TOUT SAVOIR SUR LE DROIT DE VISITE ET D’HEBERGEMENT


Le parent, chez lequel l'enfant ne réside pas de façon habituel, bénéficie d'un droit de visite et d'hébergement.

En effet, afin de maintenir les liens existants entre un parent et son enfant en cas de séparation du couple parental, le droit français prévoie que le parent doit voir régulièrement son enfant.

  • Qui fixe les modalités du droit de visite et d'hébergement ?

Les modalités peuvent être fixées par les parents en cas d'accord entre eux ou par le juge aux affaires familiales, sur saisine par un des parents ou dans le cadre d'une procédure de divorce par exemple.

Les parents peuvent également convenir de rédiger une convention parentale qui sera homologuée par le juge aux affaires familiales si les termes respectent l'intérêt de l'enfant.

  • Quelles sont les formes que peut prendre ce droit de visite et d'hébergement ?

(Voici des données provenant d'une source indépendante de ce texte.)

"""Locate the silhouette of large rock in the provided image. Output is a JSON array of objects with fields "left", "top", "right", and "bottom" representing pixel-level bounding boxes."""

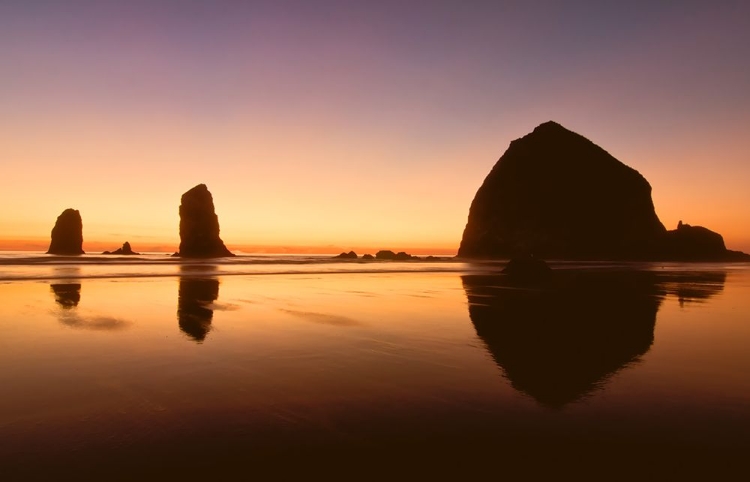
[
  {"left": 458, "top": 122, "right": 665, "bottom": 259},
  {"left": 663, "top": 221, "right": 728, "bottom": 261},
  {"left": 458, "top": 121, "right": 750, "bottom": 261},
  {"left": 102, "top": 241, "right": 141, "bottom": 255},
  {"left": 177, "top": 184, "right": 234, "bottom": 258},
  {"left": 47, "top": 209, "right": 85, "bottom": 255}
]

En cas d'accord entre les deux parents, ce droit peut être libre, c'est à dire que les parents conviennent ensembles des modalités du droit de visite sans que le juge aux affaires familiales impose un cadre à respecter.

De manière générale, la forme la plus courante consiste à organiser le droit de visite et d'hébergement, un week-end sur deux et la moitié des vacances scolaires.

Mais d'autres formes sont envisageables, à titre d'exemple, un parent peut demander à voir l'enfant un week-end sur deux et le mercredi une semaine sur deux ou bien la mise en place d'une garde alternée.

Toutes les formes de droit de visite et d'hébergement sont envisageable à condition de respecter l'intérêt de l'enfant et notamment son âge.

Si l'enfant est doté de discernement, il peut demander à être entendu par le juge aux affaires familiales afin de pouvoir s'exprimer sur les modalités relatives au droit de visite et d'hébergement envisagées par les parents.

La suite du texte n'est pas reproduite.